Постепенно и планомерно Палаев проводил в торговлю «своих», по преимуществу гармцев, имевших к этому традиционную склонность и проявивших невиданную активность в этом вопросе в момент, когда они обрели наконец высокого покровителя. Видавшие виды люди говорят о том, что по быстроте и согласованности этот процесс захвата торговых точек гармцами не знал себе равных. Разумеется, такой процесс мог происходить только в случае, если не имевший блистательных связей в Москве памирец Палаев мог заключить политический союз с постоянно вращавшейся в московских сферах Бобосадыковой.
Свободные финансовые средства, даваемые торговлей, соединились с идеологией, мафиозные сети на местах — с умением лавировать в пространстве высших политических кабинетов. Шло застойное загнивание, и такая смесь была уже вполне взрывоопасной.
Бобосадыкова все больше демонстрировала свою всевластность, вмешиваясь в работу даже не подчиненных ей и достаточно автономных в то время «адм. органов». Палаев захватывал уже не только нижние, но и высшие этажи торговой «пирамиды», сумев поставить «своих» у руководства Потребсоюзом. Такое стало тревожить всех. В том числе и хаджентцев, чьи интересы для Бобосадыковой начали уходить на второй план. А на первый план все больше выдвигались интересы предперестроечных московских элитных групп.
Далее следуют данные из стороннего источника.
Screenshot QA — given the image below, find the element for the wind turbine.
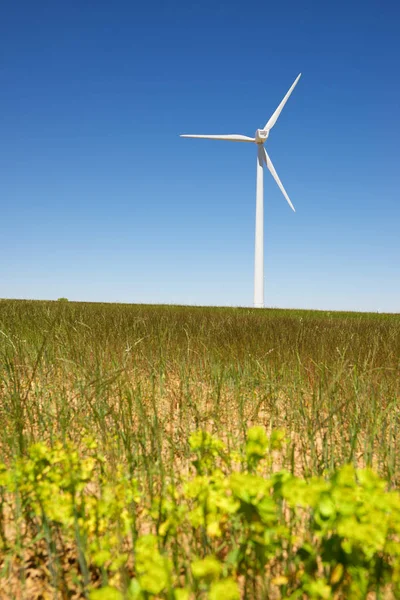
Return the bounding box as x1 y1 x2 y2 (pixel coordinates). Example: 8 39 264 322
181 73 301 309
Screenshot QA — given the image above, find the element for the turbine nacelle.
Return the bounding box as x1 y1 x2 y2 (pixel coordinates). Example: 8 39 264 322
255 129 269 144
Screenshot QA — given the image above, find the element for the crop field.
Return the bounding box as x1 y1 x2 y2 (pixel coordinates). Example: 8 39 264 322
0 299 399 599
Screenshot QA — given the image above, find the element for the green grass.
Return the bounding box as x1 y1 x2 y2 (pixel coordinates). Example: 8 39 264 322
0 299 399 598
1 300 399 478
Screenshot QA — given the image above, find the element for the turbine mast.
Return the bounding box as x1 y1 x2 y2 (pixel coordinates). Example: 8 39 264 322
254 145 264 308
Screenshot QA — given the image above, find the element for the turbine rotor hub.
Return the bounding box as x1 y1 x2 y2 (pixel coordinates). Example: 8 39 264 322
255 129 268 144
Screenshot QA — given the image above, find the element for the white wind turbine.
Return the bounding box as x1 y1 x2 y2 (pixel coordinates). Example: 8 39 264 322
181 73 301 308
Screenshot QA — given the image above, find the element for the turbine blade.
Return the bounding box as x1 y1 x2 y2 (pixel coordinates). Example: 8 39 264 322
180 134 255 142
262 148 295 212
264 73 301 132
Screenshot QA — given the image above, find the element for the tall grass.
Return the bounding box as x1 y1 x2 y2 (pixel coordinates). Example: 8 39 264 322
0 300 399 597
0 300 399 479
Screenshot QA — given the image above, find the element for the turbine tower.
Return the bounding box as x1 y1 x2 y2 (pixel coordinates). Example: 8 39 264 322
181 74 301 308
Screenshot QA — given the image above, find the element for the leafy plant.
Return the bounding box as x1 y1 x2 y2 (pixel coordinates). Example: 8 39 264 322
0 428 400 597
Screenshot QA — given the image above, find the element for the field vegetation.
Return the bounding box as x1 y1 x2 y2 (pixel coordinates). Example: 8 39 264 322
0 299 399 599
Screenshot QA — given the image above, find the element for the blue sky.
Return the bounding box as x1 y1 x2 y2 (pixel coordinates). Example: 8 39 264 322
1 0 399 312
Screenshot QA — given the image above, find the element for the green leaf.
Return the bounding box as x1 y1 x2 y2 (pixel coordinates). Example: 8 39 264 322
90 587 123 600
191 556 222 581
246 426 268 461
174 589 190 600
128 579 142 599
209 578 240 600
319 494 335 519
303 579 332 599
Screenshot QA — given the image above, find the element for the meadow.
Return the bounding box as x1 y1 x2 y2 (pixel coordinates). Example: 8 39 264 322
0 299 399 599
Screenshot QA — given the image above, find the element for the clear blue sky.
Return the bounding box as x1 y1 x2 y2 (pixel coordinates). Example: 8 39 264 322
1 0 399 312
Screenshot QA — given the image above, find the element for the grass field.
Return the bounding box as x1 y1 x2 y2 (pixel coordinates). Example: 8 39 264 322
0 299 399 598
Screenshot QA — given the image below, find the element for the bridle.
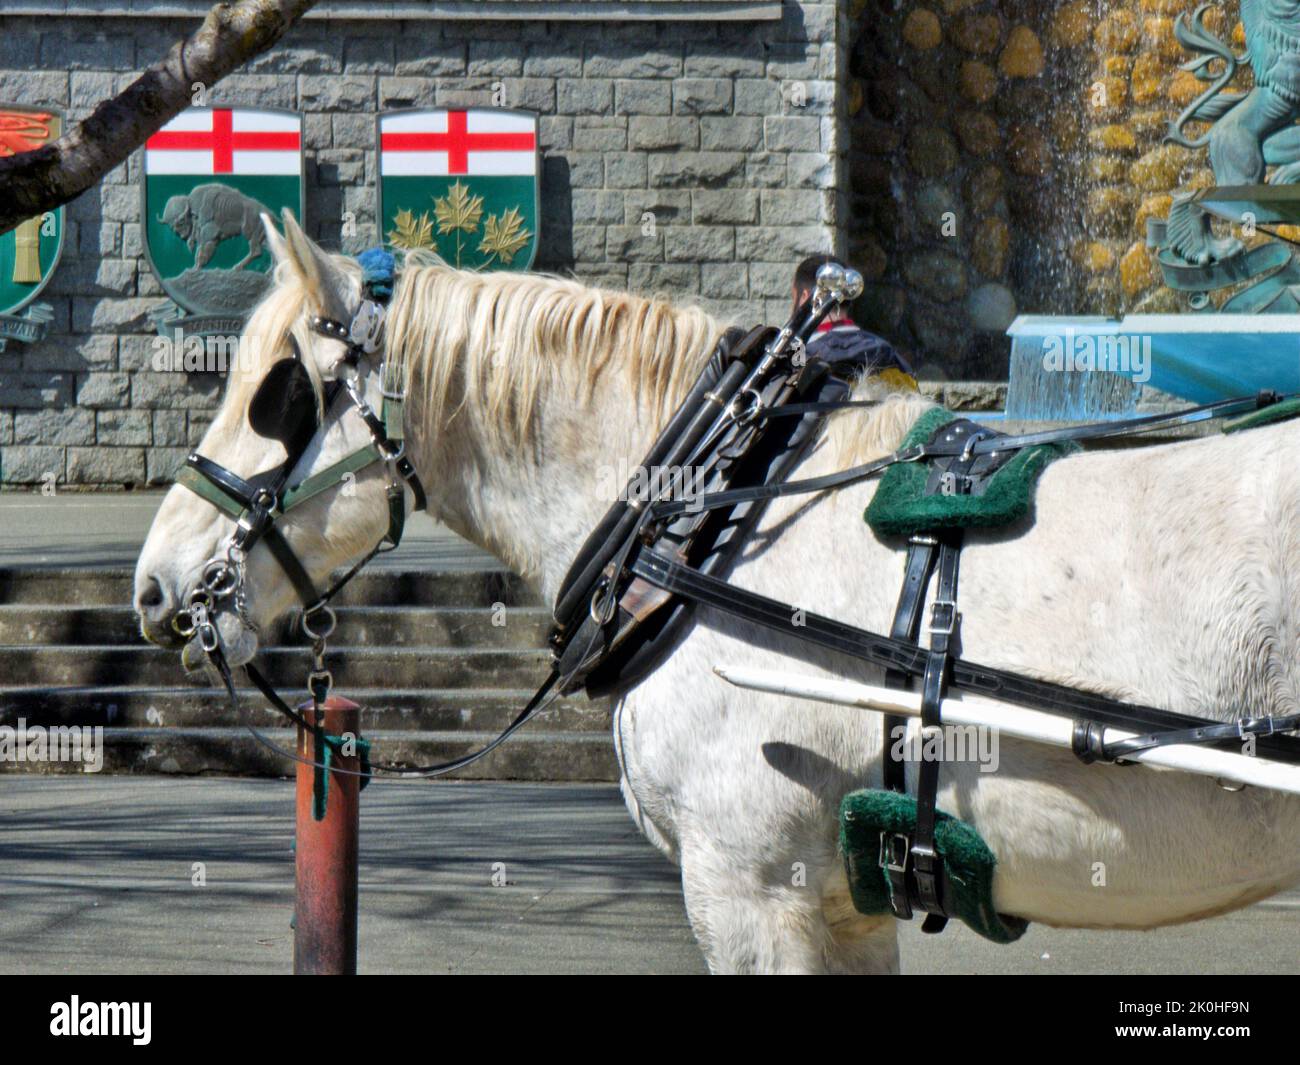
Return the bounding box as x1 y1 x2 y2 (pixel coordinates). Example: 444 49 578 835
171 258 436 774
169 252 570 780
174 302 424 647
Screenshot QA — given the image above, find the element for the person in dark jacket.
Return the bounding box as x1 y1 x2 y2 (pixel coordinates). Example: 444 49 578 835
792 254 913 379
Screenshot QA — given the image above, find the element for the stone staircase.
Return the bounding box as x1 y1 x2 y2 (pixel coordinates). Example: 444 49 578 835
0 564 616 780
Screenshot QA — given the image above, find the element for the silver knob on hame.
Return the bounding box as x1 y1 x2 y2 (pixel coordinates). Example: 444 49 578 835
815 261 846 297
842 268 864 301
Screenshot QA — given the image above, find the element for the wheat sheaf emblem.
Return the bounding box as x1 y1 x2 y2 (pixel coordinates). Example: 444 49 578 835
389 180 532 267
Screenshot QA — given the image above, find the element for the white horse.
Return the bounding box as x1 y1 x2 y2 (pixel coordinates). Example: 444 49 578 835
135 214 1300 973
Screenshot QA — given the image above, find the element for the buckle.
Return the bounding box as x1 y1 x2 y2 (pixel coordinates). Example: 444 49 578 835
928 599 959 637
910 841 938 866
308 668 333 704
727 387 763 426
879 831 911 874
379 359 406 400
589 580 616 625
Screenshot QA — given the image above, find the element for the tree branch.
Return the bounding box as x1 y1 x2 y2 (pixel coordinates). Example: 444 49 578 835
0 0 318 235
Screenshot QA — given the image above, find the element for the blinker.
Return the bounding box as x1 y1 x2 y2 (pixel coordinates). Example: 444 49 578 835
249 357 319 452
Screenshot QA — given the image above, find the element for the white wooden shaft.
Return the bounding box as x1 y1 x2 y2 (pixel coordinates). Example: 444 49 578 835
712 665 1300 797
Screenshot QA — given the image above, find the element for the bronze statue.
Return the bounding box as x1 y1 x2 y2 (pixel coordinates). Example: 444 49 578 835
1155 2 1300 309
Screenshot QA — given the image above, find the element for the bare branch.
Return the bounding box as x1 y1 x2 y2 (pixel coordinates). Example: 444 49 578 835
0 0 318 235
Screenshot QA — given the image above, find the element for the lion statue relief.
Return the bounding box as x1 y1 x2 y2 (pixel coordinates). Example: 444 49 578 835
1165 0 1300 265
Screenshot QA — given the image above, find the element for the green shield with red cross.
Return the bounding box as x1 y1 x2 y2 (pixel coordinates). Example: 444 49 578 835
0 104 65 322
142 106 304 321
377 108 540 271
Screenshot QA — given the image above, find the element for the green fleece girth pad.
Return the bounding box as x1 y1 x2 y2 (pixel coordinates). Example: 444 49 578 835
864 407 1077 538
1221 397 1300 434
839 788 1029 945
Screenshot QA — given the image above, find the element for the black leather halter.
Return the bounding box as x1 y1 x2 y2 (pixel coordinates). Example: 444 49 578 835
174 301 426 641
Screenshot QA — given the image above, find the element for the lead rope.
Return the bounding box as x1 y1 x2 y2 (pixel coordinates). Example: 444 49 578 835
198 602 563 782
186 548 565 781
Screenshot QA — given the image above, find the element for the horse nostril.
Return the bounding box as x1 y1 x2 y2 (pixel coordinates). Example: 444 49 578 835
136 576 168 618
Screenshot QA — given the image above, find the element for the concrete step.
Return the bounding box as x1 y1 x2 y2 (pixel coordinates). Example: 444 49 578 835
0 604 554 648
0 554 613 782
0 566 537 608
0 645 553 689
0 685 608 734
0 727 618 781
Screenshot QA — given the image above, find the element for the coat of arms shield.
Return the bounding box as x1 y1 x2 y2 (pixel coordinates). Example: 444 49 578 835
378 108 539 270
142 106 304 337
0 104 64 350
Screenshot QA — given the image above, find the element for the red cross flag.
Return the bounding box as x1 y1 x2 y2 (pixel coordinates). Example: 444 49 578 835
145 107 302 175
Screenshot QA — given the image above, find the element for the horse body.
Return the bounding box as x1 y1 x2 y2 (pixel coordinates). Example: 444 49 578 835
444 388 1300 966
134 216 1300 973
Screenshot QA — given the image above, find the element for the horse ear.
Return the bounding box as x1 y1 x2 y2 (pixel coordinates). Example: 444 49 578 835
279 208 350 323
261 212 290 268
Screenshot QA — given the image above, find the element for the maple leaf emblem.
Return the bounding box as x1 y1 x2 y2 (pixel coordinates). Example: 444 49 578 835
433 180 484 235
479 208 533 266
387 207 435 250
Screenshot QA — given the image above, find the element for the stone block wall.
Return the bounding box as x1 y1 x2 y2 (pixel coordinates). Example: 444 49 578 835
0 2 843 488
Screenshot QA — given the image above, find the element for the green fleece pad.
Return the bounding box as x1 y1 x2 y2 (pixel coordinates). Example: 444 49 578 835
864 407 1077 538
839 788 1029 945
863 408 1076 540
1221 397 1300 435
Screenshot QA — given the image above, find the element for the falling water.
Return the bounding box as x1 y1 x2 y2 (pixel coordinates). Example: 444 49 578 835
1005 0 1230 420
Кстати, внешне Бобосадыкова (как и ее соратник по Москве — Суслов) проявляла крайнюю степень ортодоксии в вопросах, связанных с исламизацией региона. Но именно эта чрезмерность (осуществлялся контроль за тем, как хоронились родственники крупных партийных руководителей, и если при этом были муллы, — руководители наказывались по партийной линии) вызывала определенные опасения. Бобосадыкова как бы поставила своей целью дискредитировать коммунистическую идеологию в глазах все более и более исламизировавшегося населения.
Это могло бы быть признано просто глупостью, если бы не дальнейшая карьера Бобосадыковой, если бы не события 1990 года, если бы не процессы в Гарме, на которые эта «карательница ислама» просто закрывала глаза.
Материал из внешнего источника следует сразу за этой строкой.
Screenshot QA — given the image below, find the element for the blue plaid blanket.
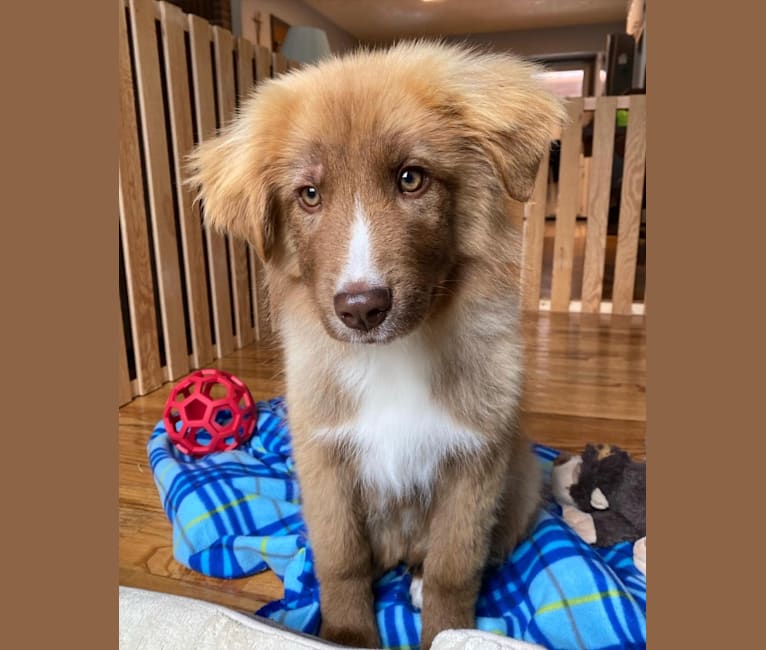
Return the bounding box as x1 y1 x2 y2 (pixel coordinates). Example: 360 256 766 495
148 397 646 650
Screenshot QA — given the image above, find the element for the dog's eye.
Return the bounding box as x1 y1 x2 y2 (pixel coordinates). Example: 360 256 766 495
298 185 321 209
397 167 427 194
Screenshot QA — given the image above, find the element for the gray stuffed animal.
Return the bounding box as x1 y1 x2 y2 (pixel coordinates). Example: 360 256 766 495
551 444 646 575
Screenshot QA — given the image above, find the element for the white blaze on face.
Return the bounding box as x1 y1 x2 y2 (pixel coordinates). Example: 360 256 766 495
337 195 382 291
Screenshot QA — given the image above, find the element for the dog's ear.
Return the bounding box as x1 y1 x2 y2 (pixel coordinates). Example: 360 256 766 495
463 55 567 202
186 104 277 262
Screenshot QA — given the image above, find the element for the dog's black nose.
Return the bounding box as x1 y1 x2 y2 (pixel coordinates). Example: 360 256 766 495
334 287 391 332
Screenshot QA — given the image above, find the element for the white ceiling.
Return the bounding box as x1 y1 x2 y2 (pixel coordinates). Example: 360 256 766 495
303 0 628 41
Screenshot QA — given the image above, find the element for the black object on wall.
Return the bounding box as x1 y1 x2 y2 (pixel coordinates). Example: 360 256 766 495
605 33 635 95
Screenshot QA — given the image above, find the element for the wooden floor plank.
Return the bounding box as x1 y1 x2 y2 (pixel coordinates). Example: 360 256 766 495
522 413 645 461
521 312 646 423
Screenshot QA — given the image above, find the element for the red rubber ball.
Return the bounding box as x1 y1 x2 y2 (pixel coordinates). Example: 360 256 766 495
163 369 256 457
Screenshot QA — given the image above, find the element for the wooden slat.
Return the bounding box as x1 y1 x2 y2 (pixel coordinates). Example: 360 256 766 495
273 52 287 75
119 4 163 395
128 0 189 380
521 147 550 311
118 316 133 407
578 154 591 217
581 96 618 313
612 95 647 314
251 44 273 339
214 27 254 349
255 44 271 84
643 285 647 315
236 37 266 343
244 43 266 342
237 37 255 101
584 96 632 111
159 1 214 369
550 98 584 312
188 14 235 358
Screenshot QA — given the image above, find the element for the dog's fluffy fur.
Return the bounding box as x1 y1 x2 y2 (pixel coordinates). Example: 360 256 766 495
189 42 565 649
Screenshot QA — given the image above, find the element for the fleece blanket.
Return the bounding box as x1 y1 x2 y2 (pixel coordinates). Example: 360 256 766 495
148 397 646 650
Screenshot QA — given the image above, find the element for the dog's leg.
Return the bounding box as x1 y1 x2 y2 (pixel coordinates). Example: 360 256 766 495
419 459 507 650
294 442 380 648
489 437 543 564
408 564 424 610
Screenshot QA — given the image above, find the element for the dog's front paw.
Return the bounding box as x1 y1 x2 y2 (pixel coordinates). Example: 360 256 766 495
562 505 597 544
320 621 380 648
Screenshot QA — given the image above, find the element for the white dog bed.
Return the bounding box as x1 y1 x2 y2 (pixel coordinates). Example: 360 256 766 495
119 586 545 650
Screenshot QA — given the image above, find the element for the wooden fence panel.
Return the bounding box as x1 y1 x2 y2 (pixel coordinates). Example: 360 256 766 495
119 4 162 395
612 95 647 314
529 95 645 315
550 98 584 312
159 1 214 368
127 0 189 380
581 96 618 312
120 0 647 408
118 1 308 404
188 14 235 358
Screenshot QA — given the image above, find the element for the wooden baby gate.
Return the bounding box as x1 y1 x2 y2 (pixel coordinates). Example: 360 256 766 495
118 0 647 406
519 95 647 316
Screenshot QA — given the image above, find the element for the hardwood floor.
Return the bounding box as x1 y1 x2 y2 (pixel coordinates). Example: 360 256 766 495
119 311 645 613
520 311 645 458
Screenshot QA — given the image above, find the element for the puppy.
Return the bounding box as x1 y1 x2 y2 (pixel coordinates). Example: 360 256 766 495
189 42 564 649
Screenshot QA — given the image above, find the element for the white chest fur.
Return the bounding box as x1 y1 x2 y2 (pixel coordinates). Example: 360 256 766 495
313 333 484 498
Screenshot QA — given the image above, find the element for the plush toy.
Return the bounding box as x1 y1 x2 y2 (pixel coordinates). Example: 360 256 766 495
551 444 646 575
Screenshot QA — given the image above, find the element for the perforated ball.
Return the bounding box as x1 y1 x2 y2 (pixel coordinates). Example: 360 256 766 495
162 369 256 457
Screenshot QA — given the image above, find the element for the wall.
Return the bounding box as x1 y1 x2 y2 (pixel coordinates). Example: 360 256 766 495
442 21 626 59
239 0 358 54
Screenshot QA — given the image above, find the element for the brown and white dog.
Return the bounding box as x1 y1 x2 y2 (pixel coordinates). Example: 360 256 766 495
189 42 564 649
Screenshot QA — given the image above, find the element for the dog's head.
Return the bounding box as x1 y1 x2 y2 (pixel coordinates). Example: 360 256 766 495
189 42 564 344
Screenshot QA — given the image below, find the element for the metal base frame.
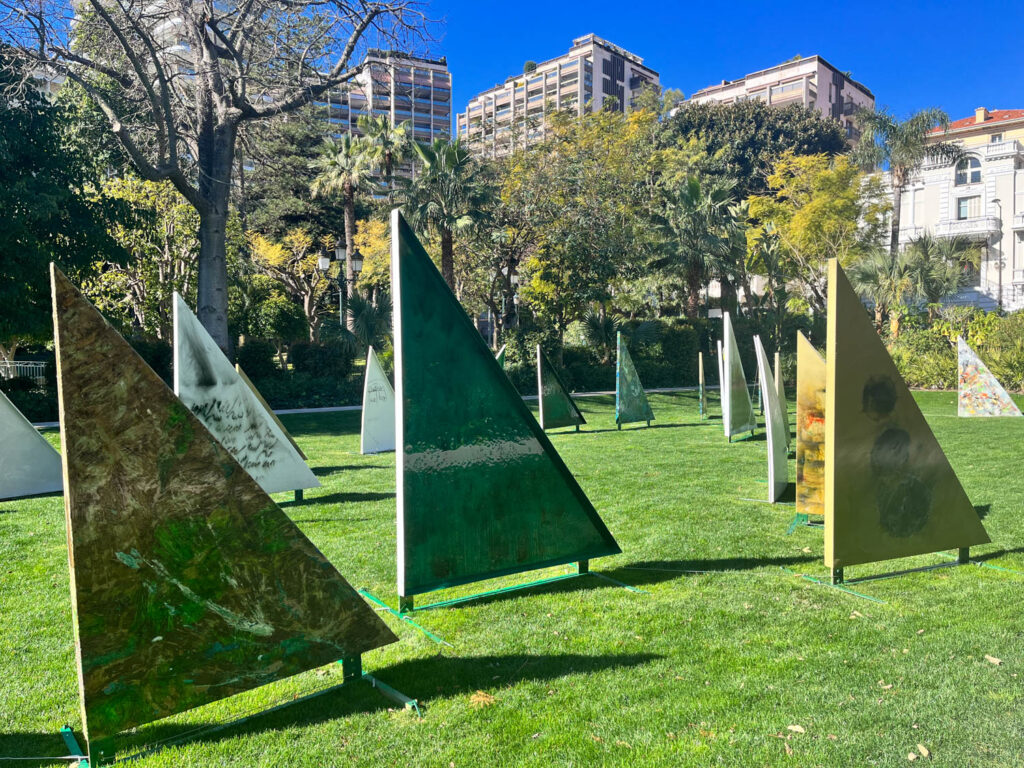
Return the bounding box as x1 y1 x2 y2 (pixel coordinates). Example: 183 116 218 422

А в Гарме рос ваххабизм. Деньги торговцев Гарма (контролируемые Палаевым) шли не только на строительство новых мечетей (их количество за считанные годы возросло в 4 раза), но и на строительство политических структур сначала подпольных, затем полу подпольных, в последние годы коммунистического режима уже фактически альтернативных. Именно в Гарме в наибольшей степени происходило планомерное вытеснение муллами (зачастую не назначенными Казиятом) позиций партийного и советского руководства области. Именно в Гарме шло планомерное наращивание ваххабитских тенденций, именно там активизировалась ИПВТ. Все это не могло происходить без прикрытия «наверху». И вскоре наличие такого прикрытия стало вполне очевидным.
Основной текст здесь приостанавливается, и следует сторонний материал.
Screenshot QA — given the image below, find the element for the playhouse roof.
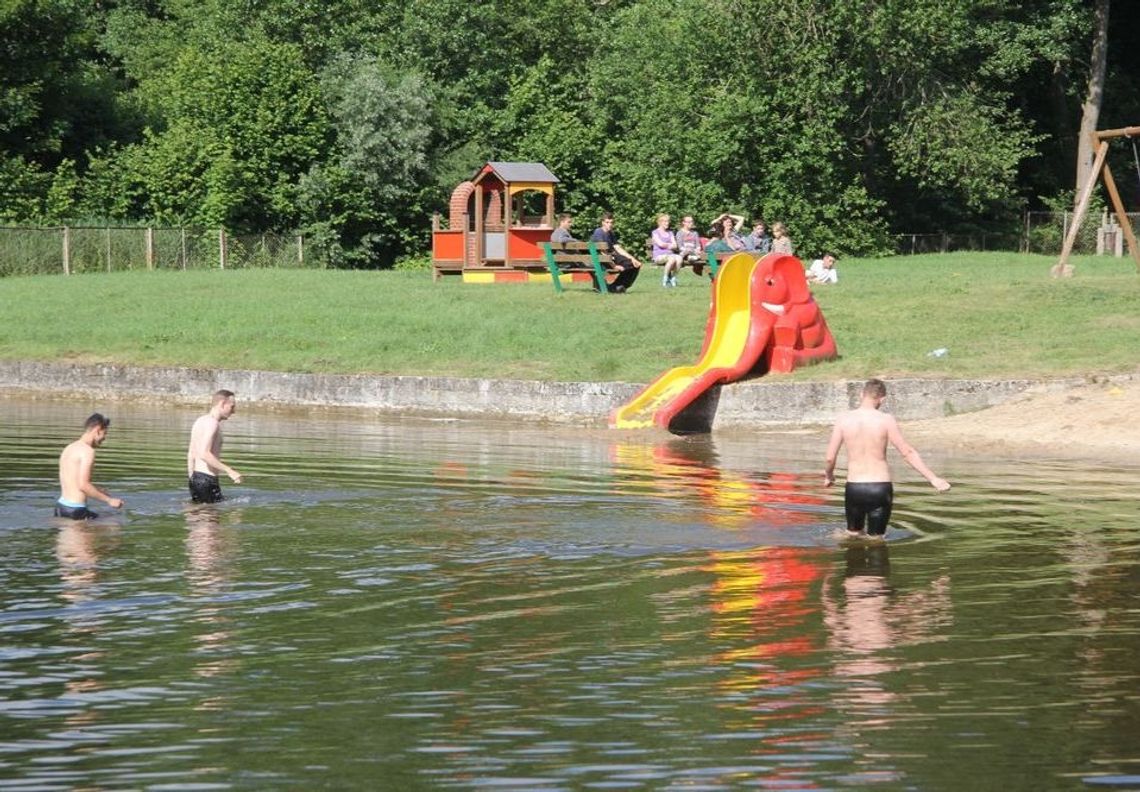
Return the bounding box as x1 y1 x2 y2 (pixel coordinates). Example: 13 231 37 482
475 162 559 184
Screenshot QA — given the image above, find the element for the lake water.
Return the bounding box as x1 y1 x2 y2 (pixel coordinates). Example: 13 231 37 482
1 397 1138 790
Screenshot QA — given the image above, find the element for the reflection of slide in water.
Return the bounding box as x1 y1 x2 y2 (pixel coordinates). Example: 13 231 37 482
611 253 837 431
705 546 827 706
609 439 825 529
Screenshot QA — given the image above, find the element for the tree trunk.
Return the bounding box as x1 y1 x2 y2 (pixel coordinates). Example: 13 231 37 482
1074 0 1110 212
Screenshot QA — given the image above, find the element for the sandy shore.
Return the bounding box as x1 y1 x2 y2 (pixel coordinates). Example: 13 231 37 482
906 374 1140 463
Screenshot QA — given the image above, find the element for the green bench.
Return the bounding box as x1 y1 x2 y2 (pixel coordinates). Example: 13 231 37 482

2 апреля 1982 г. умер таджикский лидер Расулов. Первым секретарем ленинабадская группа сумела, в значительной степени используя противоречия в высшем руководстве Москвы, сделать очередного хаджентца Рахмона Набиевича Набиева. Это не входило в планы Палаева и Бобосадыковой. Набиев не собирался в то время, будучи еще достаточно молодым и несломленным политиком, отдавать кому-то на откуп идеологические процессы в республике. Он не собирался также бороться по директивам из Москвы без учета местной специфики с исламом как таковым. Наступали новые времена, и новые лидеры хорошо понимали двусмысленность слишком элементарного и чересчур линейного исполнения директив московского центра.
Вместе со вторым секретарем ЦК КПТ Ю.П.Беловым (просим не путать с нынешним лидером ленинградской РКП) Набиев попытался блокировать описанный нами выше процесс становления псевдо-исламской торговой мафии. В этом вопросе интересы лени-набадцев совпадали с общетаджикским и общесоюзным интересом. И не важно, что превалировало в политических действиях Набиева. Важно, кто и как сверг его в первый раз и что произошло вслед за подобным свержением.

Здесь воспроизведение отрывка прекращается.